Methodological Strengths

  • Very large retrospective cohort (N=134,266) with both structured variables and unstructured free-text triage comments.
  • Comparative evaluation across multiple algorithms including BERT, with performance assessed by AUPRC and AUC.

Limitations

  • Retrospective single-system data may limit generalizability; prospective external validation is lacking.
  • Sepsis labeling and documentation quality in EHRs may introduce bias despite model performance.

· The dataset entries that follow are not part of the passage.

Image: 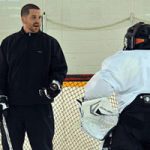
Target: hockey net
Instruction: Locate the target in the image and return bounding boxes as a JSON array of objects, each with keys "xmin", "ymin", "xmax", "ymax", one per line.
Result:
[{"xmin": 0, "ymin": 74, "xmax": 117, "ymax": 150}]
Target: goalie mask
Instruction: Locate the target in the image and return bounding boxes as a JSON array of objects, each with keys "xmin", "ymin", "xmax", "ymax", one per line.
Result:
[{"xmin": 123, "ymin": 22, "xmax": 150, "ymax": 50}]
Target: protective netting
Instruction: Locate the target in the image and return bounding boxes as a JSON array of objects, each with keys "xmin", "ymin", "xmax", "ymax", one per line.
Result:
[{"xmin": 0, "ymin": 75, "xmax": 118, "ymax": 150}]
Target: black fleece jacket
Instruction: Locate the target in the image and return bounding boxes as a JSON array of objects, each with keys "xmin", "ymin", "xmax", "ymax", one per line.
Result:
[{"xmin": 0, "ymin": 28, "xmax": 67, "ymax": 105}]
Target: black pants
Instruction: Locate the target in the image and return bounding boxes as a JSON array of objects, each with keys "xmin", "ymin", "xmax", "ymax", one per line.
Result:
[
  {"xmin": 2, "ymin": 105, "xmax": 54, "ymax": 150},
  {"xmin": 111, "ymin": 95, "xmax": 150, "ymax": 150}
]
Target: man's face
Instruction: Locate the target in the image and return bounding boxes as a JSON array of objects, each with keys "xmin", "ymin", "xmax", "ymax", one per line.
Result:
[{"xmin": 22, "ymin": 9, "xmax": 41, "ymax": 33}]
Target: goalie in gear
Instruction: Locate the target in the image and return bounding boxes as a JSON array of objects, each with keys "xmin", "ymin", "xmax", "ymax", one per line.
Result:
[{"xmin": 80, "ymin": 22, "xmax": 150, "ymax": 150}]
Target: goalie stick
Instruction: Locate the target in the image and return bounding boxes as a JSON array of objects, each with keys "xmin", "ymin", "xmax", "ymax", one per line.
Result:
[{"xmin": 0, "ymin": 111, "xmax": 13, "ymax": 150}]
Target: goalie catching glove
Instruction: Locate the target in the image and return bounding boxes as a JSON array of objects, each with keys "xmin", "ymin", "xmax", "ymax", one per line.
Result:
[
  {"xmin": 77, "ymin": 97, "xmax": 119, "ymax": 140},
  {"xmin": 0, "ymin": 95, "xmax": 8, "ymax": 122},
  {"xmin": 39, "ymin": 80, "xmax": 61, "ymax": 100}
]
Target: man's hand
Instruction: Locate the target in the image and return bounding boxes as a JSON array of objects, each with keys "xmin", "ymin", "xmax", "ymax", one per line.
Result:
[
  {"xmin": 0, "ymin": 95, "xmax": 8, "ymax": 122},
  {"xmin": 39, "ymin": 80, "xmax": 61, "ymax": 100}
]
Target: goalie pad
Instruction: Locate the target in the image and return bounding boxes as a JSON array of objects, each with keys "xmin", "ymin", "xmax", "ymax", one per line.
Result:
[{"xmin": 77, "ymin": 97, "xmax": 119, "ymax": 140}]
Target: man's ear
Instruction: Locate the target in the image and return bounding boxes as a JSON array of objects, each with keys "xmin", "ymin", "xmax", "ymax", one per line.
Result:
[{"xmin": 21, "ymin": 16, "xmax": 26, "ymax": 24}]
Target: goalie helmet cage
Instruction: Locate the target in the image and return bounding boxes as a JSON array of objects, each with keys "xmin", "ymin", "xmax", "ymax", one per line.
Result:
[{"xmin": 0, "ymin": 74, "xmax": 116, "ymax": 150}]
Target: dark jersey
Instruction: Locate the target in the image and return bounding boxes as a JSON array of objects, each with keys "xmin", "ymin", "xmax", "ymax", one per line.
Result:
[{"xmin": 0, "ymin": 29, "xmax": 67, "ymax": 105}]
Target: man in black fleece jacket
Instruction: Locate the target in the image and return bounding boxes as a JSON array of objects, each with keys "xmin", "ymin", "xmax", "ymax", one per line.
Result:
[{"xmin": 0, "ymin": 4, "xmax": 67, "ymax": 150}]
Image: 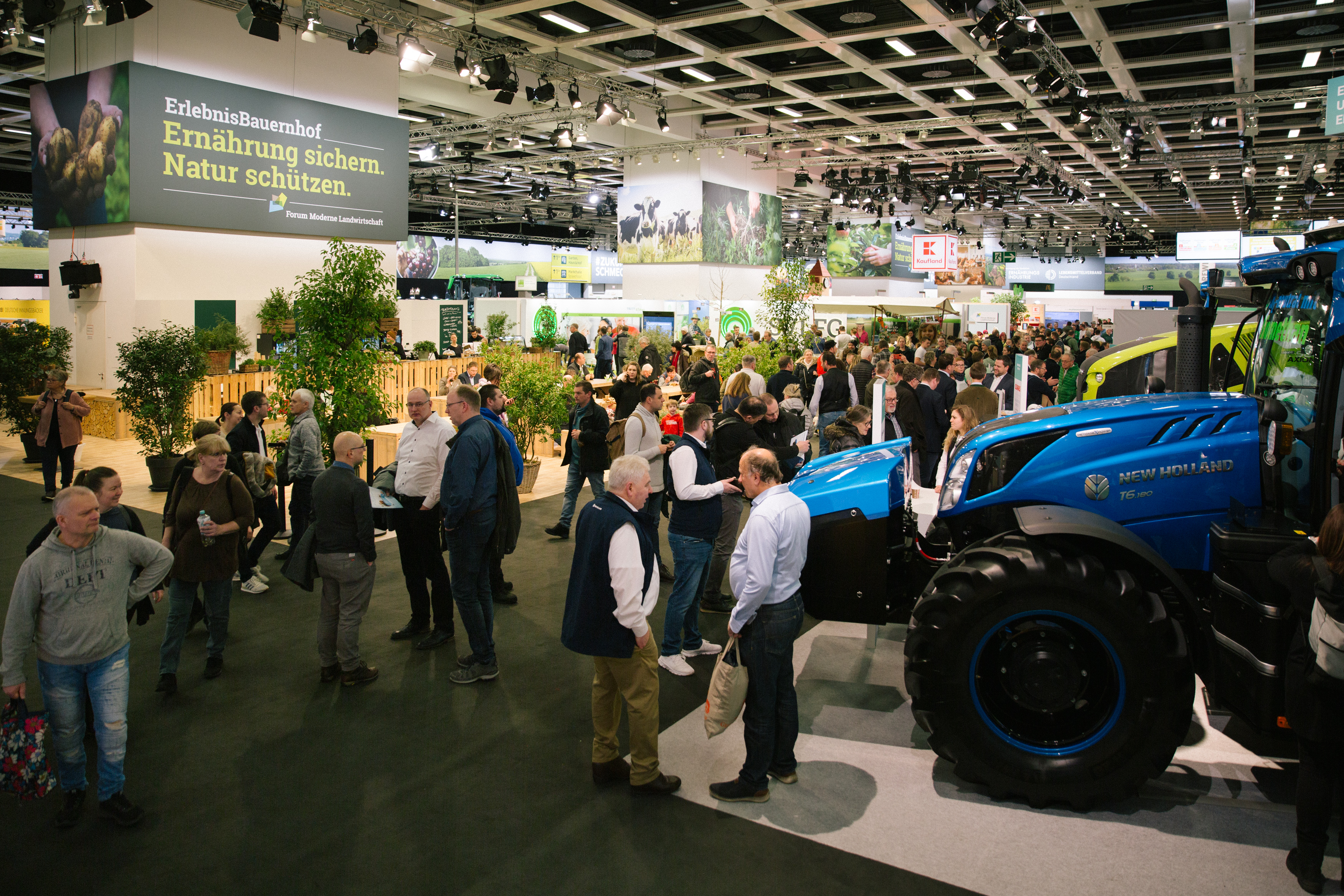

Future Directions: Prospective deployment with clinician-in-the-loop evaluation, cross-site external validation, and assessment of time-to-antibiotics and outcome impact.

OBJECTIVE: Artificial intelligence (AI) holds promise for predicting sepsis. However, challenges remain in integrating AI, natural language processing (NLP) and free text data to enhance sepsis diagnosis at emergency department (ED) triage. This study aimed to evaluate the effectiveness of AI in improving sepsis diagnosis. METHODS: This retrospective cohort study analysed data from 134 266 patients admitted to the ED and subsequently hospitalised between 1 January 2016 and 31 December 2021. The data set comprised 10 variables and free-text triage comments, which underwent tokenisation and processing using a bag-of-words model. We evaluated four traditional NLP classifier models, including logistic regression, LightGBM, random forest and neural network. We also evaluated the performance of the BERT classifier. We used area under precision-recall curve (AUPRC) and area under the curve (AUC) as performance metrics. RESULTS: Random forest exhibited superior predictive performance with an AUPRC of 0.789 (95% CI: 0.7668 to 0.8018) and an AUC of 0.80 (95% CI: 0.7842 to 0.8173). Using raw text, the BERT model achieved an AUPRC of 0.7542 (95% CI: 0.7418 to 0.7741) and AUC of 0.7735 (95% CI: 0.7628 to 0.8017) for sepsis prediction. Key variables included ED treatment time, patient age, arrival-to-treatment time, Australasian Triage Scale and visit type. DISCUSSION: This study demonstrates AI, particularly random forest and BERT classifiers, for early sepsis detection in EDs using free-text patient concerns. CONCLUSION: Incorporating free text into machine learning improved diagnosis and identified missed cases, enhancing sepsis prediction in the ED with an AI-powered clinical decision support system. Large, prospective studies are needed to validate these findings.